JintaoLee-Roger / cigsegy

A tool for exchanging data between SEG-Y format and NumPy array inside Python environment
MIT License
38 stars 4 forks source link

Read a large segy file #9

Open FJGEODEV opened 3 months ago

FJGEODEV commented 3 months ago

Hi, thanks for your work, really appreciated!

One question: when I'm reading a large segy file, using this line:

from cigsegy import SegyNP
d = SegyNP('3Dpoststack.sgy')
d.shape # (ni, nx, nt), use as a numpy array, 3D geometry

In this case, is "d" already in RAM or not yet? since you can calculate d.min()and d.max(), I assume d is already read into RAM.

However, in the main page, you mentioned "Access the SEG-Y file as a 3D numpy array, without reading the whole file into memory", kind of confused to me.

I'm looking for a solution that could read unstructured data but not into memory yet, I will pick specific inline_number and crossline_number to read into RAM.

Thanks.

JintaoLee-Roger commented 3 months ago

Hi, I just scan the SEG-Y file, and obtain some geometric information. So, in your case, d is not in RAM.

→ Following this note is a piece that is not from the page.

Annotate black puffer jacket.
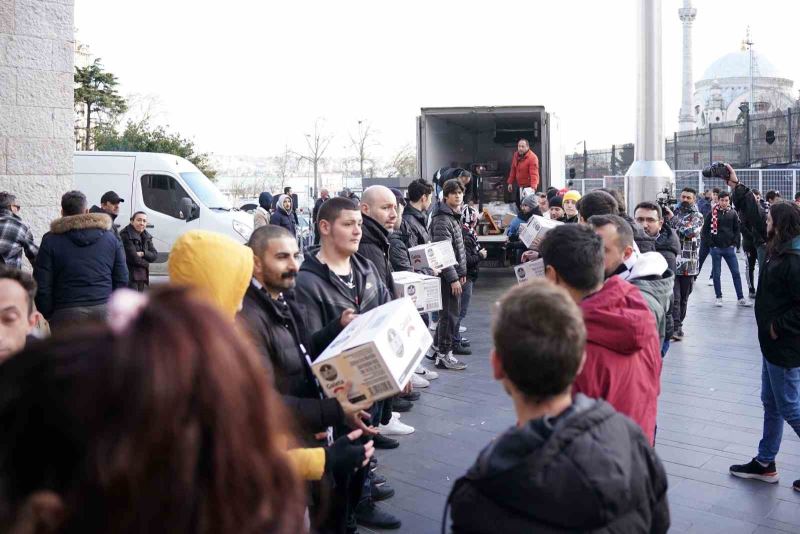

Why can use d.min() and d.max()?

See this: segynp

sx.min(), sx.max()
# get the min and max value, but they are evaluated from a part of data,
# so they may not be the real min and max value

The minimum and maximum values are not the real values. When d is instantiated, I read 12000 traces (4000 in the front, 4000 in the middle, and 4000 in the last) to calculate min() and max(). You can see here: https://github.com/JintaoLee-Roger/cigsegy/blob/1e0a1c5c6a5ecb8df8880800bfdf2df28c1562f0/python/segynp.py#L80

JintaoLee-Roger commented 3 months ago

Since we're not reading the data into memory, reading the time slices will be slower.

>>> d[30] # fast 
>>> d[:, 30, :]
>>> d[:, :, 30] # slow
FJGEODEV commented 3 months ago

Thanks for your reply. You are right, I missed the eval_range part.